Evet, Üstad eski eserlerinde tarif ettiği gibi; insan biyolojik boyut olarak bir hayvan nevidir. Ona nev-i beşer diyoruz. Ve nev-i beşerin kemalata (gelişme ve yetişmeye) sahip olması için iki temel değer vardır. Biri fünun-u medeniye.. Diğeri hakikat-i İslamiye.. Üstad, Nutuk ve Muhakematta Bizim iki değerimiz vardır. Biri medeniyet ki; küçük insanlıktır. Diğeri ise, din ve İslamiyettir ki, büyük insanlıktır, diyor.

Yani insanı âdem yapan iki değer vardır. Bu iki değer Al-i İmran suresi ayet 59’da şöyle ifade edilmiştir:

“Allah katında (soyut âlemde) İsa’nın (dinin) misali, âdemin (dil ve medeniyetin) misali gibidir. Onu topraktan yarattı. Allah bir şeye ol der; o şey tedricen oluverir.”

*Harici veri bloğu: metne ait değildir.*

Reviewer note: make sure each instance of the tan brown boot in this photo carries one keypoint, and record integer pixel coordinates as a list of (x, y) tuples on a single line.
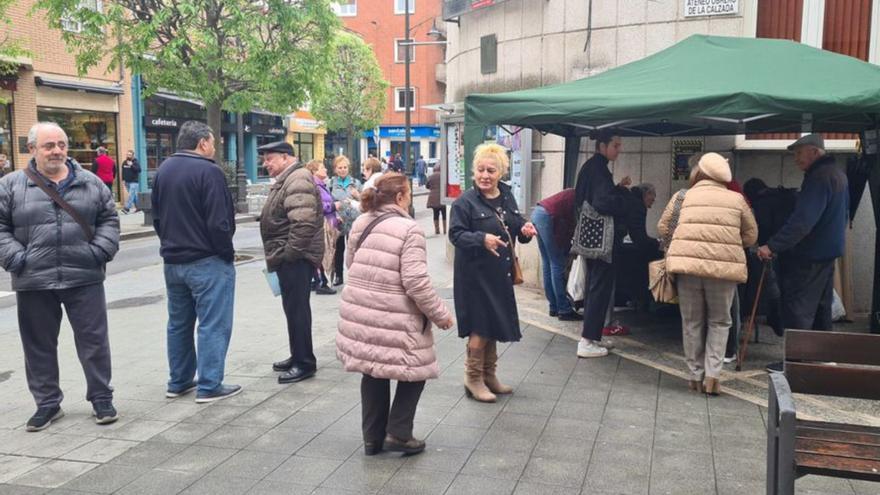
[(489, 364), (474, 386)]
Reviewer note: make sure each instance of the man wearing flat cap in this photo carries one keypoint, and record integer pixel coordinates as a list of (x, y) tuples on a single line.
[(292, 228), (812, 238)]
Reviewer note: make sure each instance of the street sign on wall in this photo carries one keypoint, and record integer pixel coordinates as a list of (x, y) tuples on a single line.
[(697, 8)]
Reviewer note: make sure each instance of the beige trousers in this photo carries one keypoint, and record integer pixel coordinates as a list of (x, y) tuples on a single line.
[(705, 322)]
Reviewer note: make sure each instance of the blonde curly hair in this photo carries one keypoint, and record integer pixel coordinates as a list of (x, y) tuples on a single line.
[(495, 152)]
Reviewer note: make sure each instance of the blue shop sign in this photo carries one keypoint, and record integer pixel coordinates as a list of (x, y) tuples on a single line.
[(416, 131)]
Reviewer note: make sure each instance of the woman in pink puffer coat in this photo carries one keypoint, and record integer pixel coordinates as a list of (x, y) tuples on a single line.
[(385, 315)]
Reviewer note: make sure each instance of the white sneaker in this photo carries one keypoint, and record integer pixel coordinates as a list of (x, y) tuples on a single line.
[(589, 348)]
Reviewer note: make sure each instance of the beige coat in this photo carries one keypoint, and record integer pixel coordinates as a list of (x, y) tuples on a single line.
[(714, 226), (388, 303)]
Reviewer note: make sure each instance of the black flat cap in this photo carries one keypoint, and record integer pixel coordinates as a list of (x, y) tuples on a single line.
[(277, 147)]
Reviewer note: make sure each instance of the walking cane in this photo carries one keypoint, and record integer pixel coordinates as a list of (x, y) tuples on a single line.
[(741, 356)]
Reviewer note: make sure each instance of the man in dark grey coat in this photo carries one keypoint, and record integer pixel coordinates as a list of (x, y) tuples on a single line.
[(55, 262)]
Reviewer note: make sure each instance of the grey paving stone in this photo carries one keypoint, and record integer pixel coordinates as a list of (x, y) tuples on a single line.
[(54, 474), (455, 436), (148, 454), (220, 483), (197, 459), (267, 487), (304, 470), (438, 458), (106, 479), (480, 485), (669, 464), (187, 433), (250, 464), (100, 450), (233, 437), (361, 474), (281, 441), (626, 435), (159, 482), (418, 482), (331, 446), (13, 466), (556, 472), (509, 465), (532, 488)]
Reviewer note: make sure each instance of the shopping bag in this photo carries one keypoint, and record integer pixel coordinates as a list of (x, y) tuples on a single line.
[(574, 289)]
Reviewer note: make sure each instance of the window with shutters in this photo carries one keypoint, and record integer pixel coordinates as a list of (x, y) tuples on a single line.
[(488, 54)]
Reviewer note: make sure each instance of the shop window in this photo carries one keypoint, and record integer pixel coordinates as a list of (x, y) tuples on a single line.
[(74, 26), (400, 6), (401, 51), (401, 101), (345, 8), (86, 132)]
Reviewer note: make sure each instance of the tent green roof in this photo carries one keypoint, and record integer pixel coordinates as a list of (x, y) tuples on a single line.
[(704, 85)]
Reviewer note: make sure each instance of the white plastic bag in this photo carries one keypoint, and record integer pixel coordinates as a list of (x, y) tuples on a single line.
[(576, 280), (838, 312)]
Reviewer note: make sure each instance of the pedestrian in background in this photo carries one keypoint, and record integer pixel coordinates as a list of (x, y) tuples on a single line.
[(385, 316), (195, 220), (706, 255), (292, 228), (105, 168), (57, 258), (554, 220), (131, 174), (485, 221), (346, 191), (595, 185), (439, 209), (331, 227)]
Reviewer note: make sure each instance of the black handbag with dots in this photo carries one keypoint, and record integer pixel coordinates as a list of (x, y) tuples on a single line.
[(594, 234)]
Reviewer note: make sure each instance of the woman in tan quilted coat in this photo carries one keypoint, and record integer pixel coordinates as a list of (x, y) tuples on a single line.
[(708, 259), (385, 315)]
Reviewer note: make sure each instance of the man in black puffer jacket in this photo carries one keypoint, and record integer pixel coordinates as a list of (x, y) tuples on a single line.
[(54, 261)]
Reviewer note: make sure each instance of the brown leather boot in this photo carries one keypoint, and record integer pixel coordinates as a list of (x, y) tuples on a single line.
[(712, 386), (474, 386), (489, 364)]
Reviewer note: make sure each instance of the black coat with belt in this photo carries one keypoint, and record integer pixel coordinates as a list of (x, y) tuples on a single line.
[(484, 299)]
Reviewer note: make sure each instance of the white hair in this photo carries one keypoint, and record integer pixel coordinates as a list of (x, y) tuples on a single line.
[(32, 133)]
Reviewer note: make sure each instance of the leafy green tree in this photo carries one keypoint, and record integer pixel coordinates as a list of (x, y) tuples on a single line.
[(234, 55), (10, 49), (354, 99)]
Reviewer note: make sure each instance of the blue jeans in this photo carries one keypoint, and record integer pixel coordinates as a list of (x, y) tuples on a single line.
[(203, 290), (133, 188), (553, 262)]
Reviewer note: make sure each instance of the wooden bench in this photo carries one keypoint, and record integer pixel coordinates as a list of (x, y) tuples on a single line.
[(822, 363)]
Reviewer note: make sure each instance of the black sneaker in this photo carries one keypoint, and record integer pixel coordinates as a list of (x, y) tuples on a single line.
[(104, 412), (173, 394), (775, 367), (44, 417), (224, 392)]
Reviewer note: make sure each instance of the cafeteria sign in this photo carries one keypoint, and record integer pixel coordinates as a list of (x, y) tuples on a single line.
[(695, 8)]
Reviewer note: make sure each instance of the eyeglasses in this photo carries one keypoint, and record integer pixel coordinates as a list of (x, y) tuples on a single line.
[(62, 145)]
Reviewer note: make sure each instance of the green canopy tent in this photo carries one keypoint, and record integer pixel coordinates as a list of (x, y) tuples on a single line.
[(704, 85)]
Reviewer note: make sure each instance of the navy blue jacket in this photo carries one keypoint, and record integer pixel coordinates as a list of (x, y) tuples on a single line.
[(192, 210), (816, 229)]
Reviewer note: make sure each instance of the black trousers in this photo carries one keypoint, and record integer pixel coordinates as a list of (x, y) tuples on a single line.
[(339, 257), (378, 419), (295, 280), (807, 294), (600, 282), (39, 322)]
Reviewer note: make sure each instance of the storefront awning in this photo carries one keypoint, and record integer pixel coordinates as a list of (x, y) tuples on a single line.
[(110, 89)]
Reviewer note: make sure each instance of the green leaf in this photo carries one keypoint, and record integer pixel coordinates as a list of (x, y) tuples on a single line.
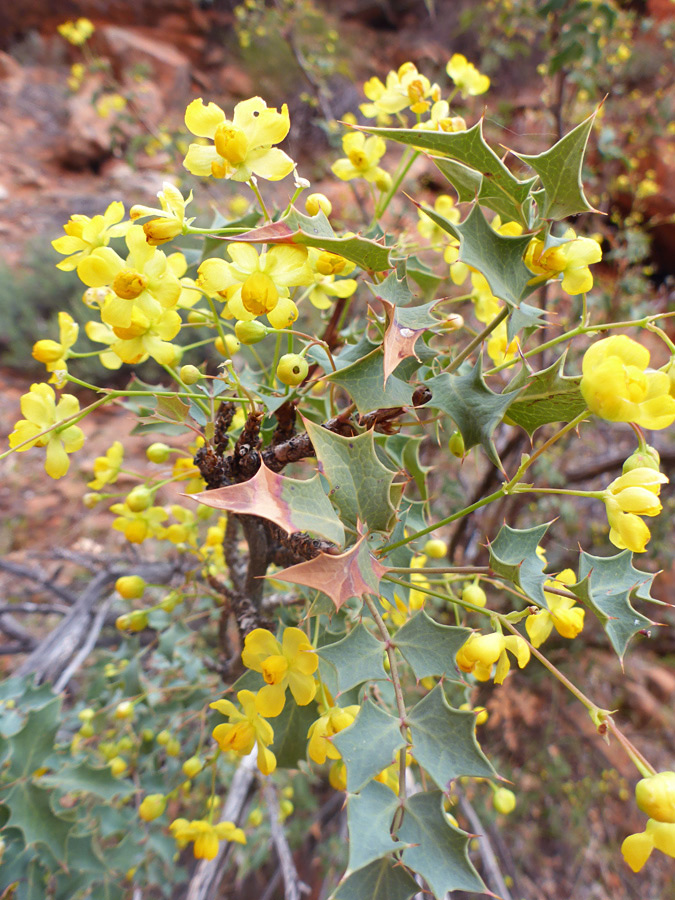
[(316, 231), (31, 812), (290, 733), (473, 407), (32, 745), (499, 189), (364, 382), (440, 855), (430, 648), (291, 504), (560, 171), (381, 880), (545, 397), (513, 556), (369, 744), (357, 658), (496, 256), (605, 585), (88, 779), (359, 483), (369, 817), (444, 740)]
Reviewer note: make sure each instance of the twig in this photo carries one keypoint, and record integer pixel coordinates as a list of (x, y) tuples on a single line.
[(493, 874), (293, 887), (206, 880)]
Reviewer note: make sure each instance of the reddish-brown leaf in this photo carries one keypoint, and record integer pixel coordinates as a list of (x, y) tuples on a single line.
[(350, 574)]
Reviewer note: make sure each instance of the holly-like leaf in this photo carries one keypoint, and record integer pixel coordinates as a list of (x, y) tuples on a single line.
[(369, 817), (315, 231), (473, 407), (291, 504), (499, 189), (290, 733), (360, 484), (544, 397), (559, 169), (29, 747), (358, 657), (430, 648), (513, 556), (30, 811), (364, 382), (342, 576), (440, 853), (605, 585), (444, 740), (496, 256), (381, 880), (368, 745), (98, 781)]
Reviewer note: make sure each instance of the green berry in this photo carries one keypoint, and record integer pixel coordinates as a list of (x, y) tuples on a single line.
[(292, 369)]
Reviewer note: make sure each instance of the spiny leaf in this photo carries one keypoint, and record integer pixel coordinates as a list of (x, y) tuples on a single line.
[(444, 740), (369, 744), (358, 657), (30, 811), (369, 817), (291, 504), (605, 585), (544, 397), (440, 855), (430, 648), (499, 189), (360, 484), (560, 171), (342, 577), (472, 406), (29, 747), (513, 556), (315, 231), (383, 879), (364, 382)]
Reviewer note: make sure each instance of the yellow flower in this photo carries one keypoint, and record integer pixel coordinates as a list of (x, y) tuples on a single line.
[(480, 651), (404, 88), (41, 412), (466, 76), (143, 281), (244, 730), (632, 495), (253, 284), (637, 848), (331, 722), (145, 337), (618, 385), (289, 664), (107, 468), (55, 353), (363, 156), (562, 614), (570, 259), (169, 221), (78, 32), (325, 267), (205, 835), (243, 146), (84, 235)]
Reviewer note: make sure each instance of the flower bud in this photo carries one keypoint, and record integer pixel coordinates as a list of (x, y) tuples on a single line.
[(655, 796), (190, 375), (504, 801), (316, 202), (158, 452), (152, 807)]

Bu hakikati şöylece de tarif edebiliriz: İnsanı hayvanlık derekesinden ademiyet mertebesine yükselten akıl ve inanç (kalp) değerleridir. Ayette İsa vahyin ismidir; Âdem de dil ve medeniyetin adıdır. Medeniyet ve dil maddi âlemle ile ilgilidir, tedricidir. Yani topraktandır. Vahiy ve din ise manevi ve anidir. Üstad Bediüzzaman bu temel hakikati, Aklın nuru (aydınlanması) fünun-u medeniyedir. Kalbin ziyası (ışığı) ulum-u diniyedir, şeklinde veciz olarak ifade ediyor.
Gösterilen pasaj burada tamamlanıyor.